Claro que esta tesis falla por sus extremos, pues ni Estados muy débiles, ni bastantes muy fuertes rechazan matar. Así, por un lado, muchos miembros de Naciones Unidas son remedos de Estados, es decir, de la vieja idea de una comunidad dueña de un territorio y mayoritariamente concorde en su estrategia de perdurar en él. Por esto, cuando el Estado es el primer enemigo de su pueblo o está sumido en el caos, la muerte violenta de sus súbditos o, incluso, de sus regentes, satura nuestra sensibilidad y pasa desapercibida, a menos, claro, que afecte a personas o grupos en los que nos reconocemos porque participan de los rasgos de nuestra propia comunidad. Así, resulta explicable que la brutalidad argentina de hace una generación nos haya preocupado a los españoles más que la sarracina, bastante más reciente y mucho más cruenta, del conflicto civil de Argelia, un país más próximo al nuestro, pero sólo geográficamente.
En el otro extremo, están Estados poderosos e influyentes, cuyos dirigentes se pueden permitir la retención formal de la pena de muerte como una herramienta más para garantizar la continuidad de su proyecto comunitario. Fíjense bien: ni China, ni Rusia, ni Irán, ni Vietnam, ni los Estados Unidos de América, por ejemplo, hacen ascos a la pena capital, aunque, en este último país, ya son mayoría los Estados de la Unión que la han abolido o que llevan camino de hacerlo, pues no la ejecutan o han impuesto moratorias sobre su ejecución -como acaban de hacer California, Florida y Maryland-. Entonces, los Estados fuertes no prescinden, por el simple hecho de serlo, de la pena capital, sino que más bien parece que ocurre lo contrario, pues su despreocupación institucional por la cuestión podría ser un síntoma adicional de su fortaleza. Así, dicen los realistas, los Estados europeos occidentales habrían abolido la pena de muerte sólo cuando dejaron de ser fuertes, tras la II Guerra Mundial y la descolonización. Quizás.

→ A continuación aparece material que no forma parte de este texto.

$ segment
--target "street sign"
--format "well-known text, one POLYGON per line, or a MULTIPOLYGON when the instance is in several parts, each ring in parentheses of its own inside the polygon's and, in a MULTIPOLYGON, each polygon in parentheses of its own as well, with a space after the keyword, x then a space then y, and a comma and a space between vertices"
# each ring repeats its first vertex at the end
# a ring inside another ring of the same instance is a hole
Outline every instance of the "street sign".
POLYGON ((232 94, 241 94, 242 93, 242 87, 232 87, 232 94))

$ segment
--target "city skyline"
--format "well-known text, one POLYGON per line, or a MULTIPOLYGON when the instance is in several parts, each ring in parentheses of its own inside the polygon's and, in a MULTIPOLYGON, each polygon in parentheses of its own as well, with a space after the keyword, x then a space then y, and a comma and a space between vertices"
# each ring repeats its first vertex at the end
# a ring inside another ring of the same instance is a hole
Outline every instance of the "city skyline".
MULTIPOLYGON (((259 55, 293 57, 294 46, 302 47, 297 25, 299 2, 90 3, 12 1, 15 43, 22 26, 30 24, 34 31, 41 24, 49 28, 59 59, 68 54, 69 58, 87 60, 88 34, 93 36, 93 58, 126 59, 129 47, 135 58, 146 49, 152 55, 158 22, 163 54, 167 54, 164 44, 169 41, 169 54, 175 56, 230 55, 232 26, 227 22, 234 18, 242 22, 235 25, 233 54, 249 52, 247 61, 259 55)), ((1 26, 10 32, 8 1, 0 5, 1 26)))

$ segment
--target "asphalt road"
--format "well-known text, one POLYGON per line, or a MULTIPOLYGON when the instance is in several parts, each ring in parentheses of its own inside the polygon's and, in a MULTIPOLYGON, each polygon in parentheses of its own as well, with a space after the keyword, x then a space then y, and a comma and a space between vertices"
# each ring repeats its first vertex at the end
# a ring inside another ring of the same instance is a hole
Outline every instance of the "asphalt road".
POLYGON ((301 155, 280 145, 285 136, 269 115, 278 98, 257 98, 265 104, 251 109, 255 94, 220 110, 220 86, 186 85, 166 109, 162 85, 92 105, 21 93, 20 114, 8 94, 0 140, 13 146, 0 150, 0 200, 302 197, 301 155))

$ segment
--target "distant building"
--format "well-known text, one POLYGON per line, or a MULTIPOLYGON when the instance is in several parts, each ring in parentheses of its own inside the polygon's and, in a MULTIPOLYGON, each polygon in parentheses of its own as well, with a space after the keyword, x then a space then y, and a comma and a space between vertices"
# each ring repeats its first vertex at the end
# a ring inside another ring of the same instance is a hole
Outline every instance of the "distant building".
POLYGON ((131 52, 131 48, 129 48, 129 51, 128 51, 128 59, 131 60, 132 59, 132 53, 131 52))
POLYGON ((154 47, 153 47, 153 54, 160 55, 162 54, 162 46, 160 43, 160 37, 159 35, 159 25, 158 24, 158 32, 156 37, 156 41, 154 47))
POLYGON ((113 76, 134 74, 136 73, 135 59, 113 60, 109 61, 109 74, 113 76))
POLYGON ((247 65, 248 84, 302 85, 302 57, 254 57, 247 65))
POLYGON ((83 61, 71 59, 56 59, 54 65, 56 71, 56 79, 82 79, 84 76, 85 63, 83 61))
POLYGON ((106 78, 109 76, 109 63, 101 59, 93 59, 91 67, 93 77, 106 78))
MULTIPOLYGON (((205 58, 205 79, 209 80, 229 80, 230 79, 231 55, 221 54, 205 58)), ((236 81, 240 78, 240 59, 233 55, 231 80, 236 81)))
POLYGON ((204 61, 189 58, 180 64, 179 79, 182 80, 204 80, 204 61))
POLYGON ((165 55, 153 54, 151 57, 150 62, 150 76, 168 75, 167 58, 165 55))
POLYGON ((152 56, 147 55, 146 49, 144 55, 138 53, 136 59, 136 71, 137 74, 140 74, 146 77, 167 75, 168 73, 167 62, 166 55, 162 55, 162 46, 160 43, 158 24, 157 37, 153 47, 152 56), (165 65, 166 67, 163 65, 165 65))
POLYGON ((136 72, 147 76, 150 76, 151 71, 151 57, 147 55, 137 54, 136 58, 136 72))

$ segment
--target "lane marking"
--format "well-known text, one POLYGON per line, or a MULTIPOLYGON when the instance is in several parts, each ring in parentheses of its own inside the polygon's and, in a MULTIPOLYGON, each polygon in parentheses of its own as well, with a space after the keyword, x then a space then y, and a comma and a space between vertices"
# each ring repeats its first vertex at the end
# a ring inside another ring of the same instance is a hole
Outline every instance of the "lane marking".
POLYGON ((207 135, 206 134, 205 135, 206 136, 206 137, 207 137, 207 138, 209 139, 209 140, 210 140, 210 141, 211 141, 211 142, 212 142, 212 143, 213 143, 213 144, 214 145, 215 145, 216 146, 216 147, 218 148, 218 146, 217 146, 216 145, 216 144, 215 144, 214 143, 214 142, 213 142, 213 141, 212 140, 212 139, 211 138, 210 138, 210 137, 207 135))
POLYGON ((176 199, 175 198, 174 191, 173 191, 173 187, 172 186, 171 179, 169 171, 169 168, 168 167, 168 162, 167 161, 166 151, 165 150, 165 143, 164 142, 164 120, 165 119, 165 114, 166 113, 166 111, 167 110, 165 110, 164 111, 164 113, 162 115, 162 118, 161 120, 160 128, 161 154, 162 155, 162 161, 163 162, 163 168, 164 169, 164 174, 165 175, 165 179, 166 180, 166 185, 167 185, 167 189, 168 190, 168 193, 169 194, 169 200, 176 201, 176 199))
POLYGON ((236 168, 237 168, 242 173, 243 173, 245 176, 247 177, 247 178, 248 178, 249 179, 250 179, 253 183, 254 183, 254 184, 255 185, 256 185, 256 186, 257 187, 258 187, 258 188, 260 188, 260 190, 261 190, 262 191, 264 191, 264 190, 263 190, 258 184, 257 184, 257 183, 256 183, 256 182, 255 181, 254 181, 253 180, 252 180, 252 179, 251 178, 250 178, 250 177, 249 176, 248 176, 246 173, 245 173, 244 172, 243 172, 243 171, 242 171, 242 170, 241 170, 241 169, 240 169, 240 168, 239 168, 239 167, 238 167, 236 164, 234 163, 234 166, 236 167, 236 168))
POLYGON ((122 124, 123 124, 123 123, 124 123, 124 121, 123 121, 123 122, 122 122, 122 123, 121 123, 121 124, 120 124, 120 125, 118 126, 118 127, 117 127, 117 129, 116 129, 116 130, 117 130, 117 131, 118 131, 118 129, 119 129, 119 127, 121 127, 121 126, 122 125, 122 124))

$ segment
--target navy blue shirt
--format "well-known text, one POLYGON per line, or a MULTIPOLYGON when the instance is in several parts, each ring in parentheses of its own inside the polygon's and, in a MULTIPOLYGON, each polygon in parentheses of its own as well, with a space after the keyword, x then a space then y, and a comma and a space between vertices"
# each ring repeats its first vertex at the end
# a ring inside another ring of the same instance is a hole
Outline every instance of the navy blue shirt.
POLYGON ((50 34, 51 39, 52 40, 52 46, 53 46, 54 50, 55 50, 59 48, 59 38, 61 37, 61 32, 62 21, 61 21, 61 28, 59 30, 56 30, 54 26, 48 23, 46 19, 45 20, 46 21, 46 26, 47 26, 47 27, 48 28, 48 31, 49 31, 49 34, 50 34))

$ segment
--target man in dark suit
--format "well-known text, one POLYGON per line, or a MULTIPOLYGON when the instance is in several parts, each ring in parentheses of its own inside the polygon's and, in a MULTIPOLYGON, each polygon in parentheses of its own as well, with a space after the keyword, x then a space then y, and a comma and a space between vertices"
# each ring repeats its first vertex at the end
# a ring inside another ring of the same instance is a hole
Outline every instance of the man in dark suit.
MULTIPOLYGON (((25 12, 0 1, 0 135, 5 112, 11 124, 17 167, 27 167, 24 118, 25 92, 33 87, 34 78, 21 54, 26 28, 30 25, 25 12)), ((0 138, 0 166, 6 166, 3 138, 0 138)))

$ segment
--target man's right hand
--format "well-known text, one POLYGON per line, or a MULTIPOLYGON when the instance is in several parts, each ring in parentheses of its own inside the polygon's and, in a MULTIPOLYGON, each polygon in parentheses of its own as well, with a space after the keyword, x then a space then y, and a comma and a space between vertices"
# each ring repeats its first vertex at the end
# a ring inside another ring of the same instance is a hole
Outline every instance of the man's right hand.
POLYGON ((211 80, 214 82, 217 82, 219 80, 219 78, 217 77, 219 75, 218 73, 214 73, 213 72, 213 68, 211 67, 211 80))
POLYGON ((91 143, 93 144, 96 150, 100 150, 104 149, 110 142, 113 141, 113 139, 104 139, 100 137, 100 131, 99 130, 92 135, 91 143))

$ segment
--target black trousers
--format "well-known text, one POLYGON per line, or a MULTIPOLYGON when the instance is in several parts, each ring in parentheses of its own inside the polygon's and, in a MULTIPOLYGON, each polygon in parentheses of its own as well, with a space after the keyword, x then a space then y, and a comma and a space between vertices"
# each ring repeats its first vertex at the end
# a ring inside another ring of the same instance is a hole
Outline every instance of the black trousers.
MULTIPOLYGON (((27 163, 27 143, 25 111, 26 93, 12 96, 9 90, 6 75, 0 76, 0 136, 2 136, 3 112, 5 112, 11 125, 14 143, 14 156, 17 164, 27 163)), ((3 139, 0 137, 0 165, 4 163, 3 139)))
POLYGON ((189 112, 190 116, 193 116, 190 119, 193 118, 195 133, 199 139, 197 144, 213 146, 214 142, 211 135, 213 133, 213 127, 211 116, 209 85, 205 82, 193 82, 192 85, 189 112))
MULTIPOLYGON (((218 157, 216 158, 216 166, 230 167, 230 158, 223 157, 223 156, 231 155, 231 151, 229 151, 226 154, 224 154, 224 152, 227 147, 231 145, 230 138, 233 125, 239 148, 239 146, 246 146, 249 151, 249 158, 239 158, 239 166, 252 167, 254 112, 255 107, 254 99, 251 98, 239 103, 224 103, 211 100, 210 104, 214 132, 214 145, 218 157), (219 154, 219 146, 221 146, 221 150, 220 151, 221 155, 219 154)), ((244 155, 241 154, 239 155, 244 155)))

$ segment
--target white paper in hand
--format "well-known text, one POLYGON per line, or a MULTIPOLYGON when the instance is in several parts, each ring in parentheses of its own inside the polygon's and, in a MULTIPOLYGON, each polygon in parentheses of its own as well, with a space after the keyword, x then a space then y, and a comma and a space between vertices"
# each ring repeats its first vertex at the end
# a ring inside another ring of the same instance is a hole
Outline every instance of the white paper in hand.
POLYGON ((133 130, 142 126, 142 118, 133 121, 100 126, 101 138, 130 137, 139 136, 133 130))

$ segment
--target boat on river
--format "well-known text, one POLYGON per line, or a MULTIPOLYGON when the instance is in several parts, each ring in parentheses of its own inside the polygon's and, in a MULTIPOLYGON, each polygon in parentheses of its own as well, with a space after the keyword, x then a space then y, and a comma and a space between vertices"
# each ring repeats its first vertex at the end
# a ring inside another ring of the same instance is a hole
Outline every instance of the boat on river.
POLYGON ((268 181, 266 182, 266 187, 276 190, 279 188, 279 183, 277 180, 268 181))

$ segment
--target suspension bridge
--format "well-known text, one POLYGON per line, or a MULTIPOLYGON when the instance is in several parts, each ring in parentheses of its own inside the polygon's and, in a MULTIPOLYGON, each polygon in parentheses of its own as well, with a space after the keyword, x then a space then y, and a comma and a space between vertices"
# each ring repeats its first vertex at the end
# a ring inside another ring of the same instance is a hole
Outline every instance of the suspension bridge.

Por último, tampoco es cierto que sólo los Estados autoritarios retengan la pena de muerte, mientras que los democráticos la hayan abolido, pues, primero, nadie negará que los Estados Unidos sean una democracia o que, para los casos de crímenes muy graves, mayorías estables de ciudadanos de muchos países democráticos sean partidarias de la pena capital o que, por último, en muchos estudios de nota se discuta con seriedad sobre su efecto disuasorio - "La pena de muerte salva vidas", dicen (un resumen reciente y crítico de esta tesis puede verse en John J. Donohue y Justin Wolfers, The Death Penality: No Evidence for Deterrence, The Berkeley Electronic Press, 2006)-.
Por eso, mi rechazo primordial de la pena de muerte es más simple e instintivo que un principio moral. Se basa en una tosca distinción entre quien, aún de mala manera, mata en caliente -en defensa propia o casi- y quienes lo hacen, en frío, una vez han derribado y maniatado a su adversario a quien finalmente han conseguido neutralizar. Entonces, ordenar su ejecución es miserable.